Kiosks enable financial institutions to engage customers in novel ways, improve brand recognition, and increase add-on sales. However, security needs to be a primary concern, rather than an afterthought.

Kiosks are becoming more sophisticated and presenting more information to customers while capturing more information from them. They're also becoming more commonplace.

"With the widespread acceptance of the Internet, banks understand that face-to-face is not the only way to market services to existing and potential customers," says Francie Mendelsohn, president of Summit Research Associates. The market research firm found that the number of kiosks installed worldwide increased from 1.82 million in 2008 to 2 million at the end of 2011.

As financial companies expand their use of these systems, they need to ensure sufficient security functions. And one potential problem stems from the system's design.

Kiosk applications are special-purpose PCs that bypass the embedded login mechanisms designed to protect sensitive information. In some cases, crooks may leverage this feature to access desktop and file systems -- where personal information is stored.
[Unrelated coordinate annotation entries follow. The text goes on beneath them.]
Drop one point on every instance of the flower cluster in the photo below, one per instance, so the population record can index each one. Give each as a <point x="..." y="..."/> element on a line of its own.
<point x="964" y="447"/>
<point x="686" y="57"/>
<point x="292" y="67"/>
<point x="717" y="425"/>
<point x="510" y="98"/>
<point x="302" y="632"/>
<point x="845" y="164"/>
To secure its system, a financial institution has to close the potential holes. Banks or kiosk vendors need to turn off any printing or email default functions, so they are not potential access points for intruders. If the kiosk includes a keyboard, the financial organization must also disable potentially problematic keystroke sequences that burrow into the operating system, such as Control-Alt-Delete.

Hacker conference
The ability to use such shortcomings to break kiosk security functions have been already documented. During the Defcon hacker conference in August, the New Zealand security specialist Paul Craig detailed how criminals could hack into a kiosk.

 

In addition, companies have found that their kiosk security checks were insufficient. In March, UMass Memorial Healthcare acknowledged a gaping security hole. For the previous five months, a kiosk had made individuals' personal data for 13,500 employees (names, bank name, bank transit number, and bank account number) available to the next person accessing the system.
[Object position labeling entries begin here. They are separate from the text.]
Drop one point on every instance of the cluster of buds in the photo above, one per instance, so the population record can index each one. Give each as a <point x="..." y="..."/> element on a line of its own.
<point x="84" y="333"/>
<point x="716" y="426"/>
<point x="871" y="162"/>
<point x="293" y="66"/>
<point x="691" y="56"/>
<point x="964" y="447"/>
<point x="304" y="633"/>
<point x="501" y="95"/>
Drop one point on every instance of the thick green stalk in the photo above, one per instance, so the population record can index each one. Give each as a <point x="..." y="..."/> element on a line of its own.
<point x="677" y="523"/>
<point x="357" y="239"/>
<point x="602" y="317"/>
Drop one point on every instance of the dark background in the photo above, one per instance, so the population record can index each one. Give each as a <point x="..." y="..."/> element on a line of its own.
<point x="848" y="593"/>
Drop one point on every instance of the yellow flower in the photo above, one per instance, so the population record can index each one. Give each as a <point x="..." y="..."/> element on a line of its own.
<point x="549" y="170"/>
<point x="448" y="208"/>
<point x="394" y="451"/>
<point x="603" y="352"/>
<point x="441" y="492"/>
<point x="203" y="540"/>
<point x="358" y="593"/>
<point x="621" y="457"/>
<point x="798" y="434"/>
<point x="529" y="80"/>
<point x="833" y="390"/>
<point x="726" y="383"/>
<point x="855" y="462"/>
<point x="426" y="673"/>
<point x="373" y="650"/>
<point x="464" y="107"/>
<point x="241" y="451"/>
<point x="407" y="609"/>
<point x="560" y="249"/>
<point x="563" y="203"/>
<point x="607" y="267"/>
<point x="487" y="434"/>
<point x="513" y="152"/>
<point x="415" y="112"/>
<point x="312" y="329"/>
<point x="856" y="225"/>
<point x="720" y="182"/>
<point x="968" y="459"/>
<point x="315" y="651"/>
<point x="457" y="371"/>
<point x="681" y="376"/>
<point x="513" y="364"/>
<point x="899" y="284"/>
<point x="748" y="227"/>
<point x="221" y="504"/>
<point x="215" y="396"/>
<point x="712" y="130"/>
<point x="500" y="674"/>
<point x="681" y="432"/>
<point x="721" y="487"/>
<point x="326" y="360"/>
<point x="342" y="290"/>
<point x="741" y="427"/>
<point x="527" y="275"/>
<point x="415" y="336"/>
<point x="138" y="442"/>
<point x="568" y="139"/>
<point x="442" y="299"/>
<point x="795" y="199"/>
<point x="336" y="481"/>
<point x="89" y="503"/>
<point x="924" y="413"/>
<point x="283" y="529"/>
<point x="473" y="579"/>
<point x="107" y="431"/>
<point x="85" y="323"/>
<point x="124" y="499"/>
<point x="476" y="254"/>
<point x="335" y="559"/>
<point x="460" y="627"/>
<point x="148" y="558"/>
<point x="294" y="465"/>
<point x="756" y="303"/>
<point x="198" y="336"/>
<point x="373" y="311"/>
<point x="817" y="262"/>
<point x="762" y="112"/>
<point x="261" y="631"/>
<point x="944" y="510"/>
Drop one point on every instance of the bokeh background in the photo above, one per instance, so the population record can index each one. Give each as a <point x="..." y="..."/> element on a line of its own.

What happens when the next person accesses the kiosk has been an ongoing challenge for banks. "Individuals often forget to log off once they finish using the system," Mendelsohn says.

To prevent problems, a kiosk can be configured to log a user off automatically if no information is entered in a defined period.

Other security checks can thwart hackers. "If a customer decides to move a lot of money to a new account, then a second authorization mechanism could be put in place to ensure that the person is who they say they are," says Carol Hamilton, a marketing manager at NCR.

There are security holes in virtually any system. When it comes to kiosks, banks can take steps to close them and ensure that customer information is protected.